A 73-year-old
Japanese woman climbed to Mount Everest's peak Saturday, smashing her
own record to again become the oldest woman to scale the world's highest
mountain.
Tamae Watanabe reached Everest's 8,850-meter-high (29,035-foot-high)
summit from the northern side of the mountain in Tibet on Saturday
morning with four other team members, said Ang Tshering of the China
Tibet Mountaineering Association in Nepal.
Watanabe had climbed Everest in 2002 at the age of 63 to
become the oldest woman to scale the mountain. She had retained the
title until she topped herself a decade later.
Tshering said Watanabe and the other team members are in good condition and are on their way back to the base of the mountain.

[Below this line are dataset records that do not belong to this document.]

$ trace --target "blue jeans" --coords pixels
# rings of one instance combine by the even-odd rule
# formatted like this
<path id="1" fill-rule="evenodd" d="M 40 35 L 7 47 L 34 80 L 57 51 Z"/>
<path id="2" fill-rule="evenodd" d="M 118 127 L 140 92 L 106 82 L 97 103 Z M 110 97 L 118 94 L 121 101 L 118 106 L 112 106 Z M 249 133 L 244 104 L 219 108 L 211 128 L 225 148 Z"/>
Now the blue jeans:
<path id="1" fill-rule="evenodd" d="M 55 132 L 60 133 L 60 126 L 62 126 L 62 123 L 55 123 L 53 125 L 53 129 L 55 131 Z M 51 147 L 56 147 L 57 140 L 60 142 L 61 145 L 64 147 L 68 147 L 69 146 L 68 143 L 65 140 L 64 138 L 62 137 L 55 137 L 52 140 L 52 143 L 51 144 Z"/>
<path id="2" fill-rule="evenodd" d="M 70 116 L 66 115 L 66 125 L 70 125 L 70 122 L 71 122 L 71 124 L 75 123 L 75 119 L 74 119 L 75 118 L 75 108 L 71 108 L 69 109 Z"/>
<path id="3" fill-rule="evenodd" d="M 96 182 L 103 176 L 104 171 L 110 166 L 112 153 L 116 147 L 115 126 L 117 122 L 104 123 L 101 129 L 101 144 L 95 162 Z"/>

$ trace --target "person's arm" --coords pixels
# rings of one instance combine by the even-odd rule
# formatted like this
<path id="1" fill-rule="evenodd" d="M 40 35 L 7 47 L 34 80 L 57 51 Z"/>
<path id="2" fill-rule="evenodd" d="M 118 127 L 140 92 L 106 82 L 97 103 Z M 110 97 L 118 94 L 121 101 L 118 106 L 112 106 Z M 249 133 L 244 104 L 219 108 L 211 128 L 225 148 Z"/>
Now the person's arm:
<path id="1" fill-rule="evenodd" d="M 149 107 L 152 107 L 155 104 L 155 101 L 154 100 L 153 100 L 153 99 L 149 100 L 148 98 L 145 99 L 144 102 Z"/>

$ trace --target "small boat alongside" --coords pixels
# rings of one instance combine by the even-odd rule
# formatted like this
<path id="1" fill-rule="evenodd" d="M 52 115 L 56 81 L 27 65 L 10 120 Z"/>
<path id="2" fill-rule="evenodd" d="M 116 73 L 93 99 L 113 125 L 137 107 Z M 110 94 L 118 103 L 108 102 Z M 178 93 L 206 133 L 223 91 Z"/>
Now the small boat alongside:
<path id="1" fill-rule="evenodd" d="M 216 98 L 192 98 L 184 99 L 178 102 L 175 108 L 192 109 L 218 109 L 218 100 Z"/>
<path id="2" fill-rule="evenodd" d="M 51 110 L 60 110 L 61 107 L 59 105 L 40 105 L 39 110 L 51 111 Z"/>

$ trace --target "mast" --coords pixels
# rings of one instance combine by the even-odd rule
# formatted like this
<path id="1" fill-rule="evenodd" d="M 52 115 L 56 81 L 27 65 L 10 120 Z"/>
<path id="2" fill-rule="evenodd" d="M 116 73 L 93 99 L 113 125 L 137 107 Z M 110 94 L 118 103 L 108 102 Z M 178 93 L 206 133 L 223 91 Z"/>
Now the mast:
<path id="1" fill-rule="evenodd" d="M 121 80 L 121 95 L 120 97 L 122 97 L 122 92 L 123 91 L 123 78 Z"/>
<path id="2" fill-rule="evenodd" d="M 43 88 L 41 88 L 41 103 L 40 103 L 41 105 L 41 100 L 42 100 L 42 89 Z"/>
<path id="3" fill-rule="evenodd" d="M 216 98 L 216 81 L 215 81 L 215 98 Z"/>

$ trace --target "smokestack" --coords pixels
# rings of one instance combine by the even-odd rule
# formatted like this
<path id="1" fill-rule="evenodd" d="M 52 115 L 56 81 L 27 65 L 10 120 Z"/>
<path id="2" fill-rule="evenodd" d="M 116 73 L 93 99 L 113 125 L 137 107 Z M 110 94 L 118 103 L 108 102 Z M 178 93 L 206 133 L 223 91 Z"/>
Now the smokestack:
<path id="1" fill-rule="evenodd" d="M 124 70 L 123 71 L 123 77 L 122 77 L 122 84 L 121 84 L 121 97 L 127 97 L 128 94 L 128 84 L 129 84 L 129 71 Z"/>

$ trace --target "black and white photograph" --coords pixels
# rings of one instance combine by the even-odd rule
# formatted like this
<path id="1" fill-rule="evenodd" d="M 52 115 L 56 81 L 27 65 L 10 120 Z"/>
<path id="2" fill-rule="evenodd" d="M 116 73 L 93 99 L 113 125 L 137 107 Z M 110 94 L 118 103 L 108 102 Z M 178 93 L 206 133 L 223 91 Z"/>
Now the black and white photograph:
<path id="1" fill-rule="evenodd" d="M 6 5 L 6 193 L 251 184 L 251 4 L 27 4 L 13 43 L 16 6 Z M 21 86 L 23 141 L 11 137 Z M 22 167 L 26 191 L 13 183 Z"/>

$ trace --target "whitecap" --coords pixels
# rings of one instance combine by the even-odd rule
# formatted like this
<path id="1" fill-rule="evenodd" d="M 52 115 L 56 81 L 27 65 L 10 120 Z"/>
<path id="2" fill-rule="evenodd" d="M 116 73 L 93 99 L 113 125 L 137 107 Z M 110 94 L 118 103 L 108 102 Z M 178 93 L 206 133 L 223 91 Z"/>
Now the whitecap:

Watanabe and her team left the last high altitude camp located at
8,300 meters (27,225 feet) Friday night and climbed all night before
reaching the summit Saturday morning.
Weather conditions have improved on the mountains this week.
Teams have begun reaching the summit even from the Nepalese side in
the southern of the mountain, according to Nepal's mountaineering
department.
The first teams from the Nepalese side reached the summit on Friday, and many more reached the summit on Saturday morning.
Weather conditions on the mountain have been challenging this year,
prompting several expeditions to cancel their plans to try to reach the
summit.
May
is considered the best month to climb Everest, when climbers get about
two windows of good weather for their bid for the summit.
The oldest person to climb Everest is a Nepalese man, Min Bahadur Sherchan, who climbed Everest in 2008 at the age of 76.